If you are looking for ways to save money on your NCR printing, a great place to start is by reviewing your existing print specifications. Here are some ideas you might want to consider:
- Look at how many copies you really require. Review the form distribution carefully to see if any recipients can be eliminated or combined. This will reduce printing and administration costs. I know it sounds silly but I’ve known some form recipients to throw away the copies they receive because they are not required. Ask yourself whether you really need a 3 part NCR set when a 2 part NCR set might do.
- Review the size of your forms. There will be significant savings from dropping down a paper size, if it is practical.
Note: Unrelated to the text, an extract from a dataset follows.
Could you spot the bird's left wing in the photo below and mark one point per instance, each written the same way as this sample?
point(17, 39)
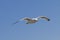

For example an A4 size NCR form is twice the size of an A5 form, so if it’s possible to downsize it would reduce the paper cost element by 50%. Obviously this may require the form to be redesigned, but this can present a great opportunity to simplify the layout.
- Challenge how many colour inks you are using on your NCR sets. Is it really necessary to use corporate pantones colours? Even multinational companies simplify their print processes by using a single print colour on their forms, with good resultant savings because the form only needs to pass through the press once.
- Do you need to print on all copies? On simple forms it may be acceptable to have blank internal copies. For example, a restaurant order pad may just print on the first page, as the second copy is only needed for the chef to know the customer’s order.
- Do you really need to print on both sides of your form and on all copies? For example, examine whether it is necessary to print terms and conditions on the reverse of all parts of your NCR form. T&C’s usually only need to be printed on the customer’s copy of the form.
- Consider if your forms need to be padded together. By default NCR forms are supplied as separate multi-part sets, but you have the option of specifying whether you want them padded together. For example an order of five hundred 2 part NCR sets could be supplied as 10 pads, with 50 sets per pad. The gluing process represents extra work and time for the Printer therefore costs can be eliminated by excluding this process. As a general rule, if the form is used irregularly and / or by multiple users, it probably isn’t necessary to pad the forms together.
- NCR pads are often supplied with wrap around covers which prevent what your writing on the top form going through to second and subsequent sets. This works by the cover being inserted after the top set. Wrap around covers, also known as writing shields, look professional and do the job well, but they add to the cost. A cheaper option is to insert a piece of reusable card under the top set.
- NCR sets can be individually numbered if required; this process is known as crash numbering. For example this is sometimes useful for sales orders or invoices, but there may be other forms where the requirement for numbering has become obsolete. This is another tactic to chip away at the overall cost of the form.
- Do you ask for your NCR forms to be drilled? If so, make sure the forms are actually filed on lever arch files otherwise you could be wasting your money.
- When forms have a tear off slip, they are often specified as requiring a perforation. Check the design of your forms to confirm your current processes haven’t rendered the detachable part as obsolete.
I have given you some ideas on how you might reduce your NCR printing costs, simply by questioning and amending your existing print specification. Next time you order NCR forms, ask your Printer to supply two quotes; the first as per your original requirements and the second with your newly slimmed down specification. I think you will be pleasantly surprised how much money you could save. Always remember that any savings you secure will not only apply to your initial order but all future orders. If you apply this technique to all your forms, the savings in the long run could be substantial.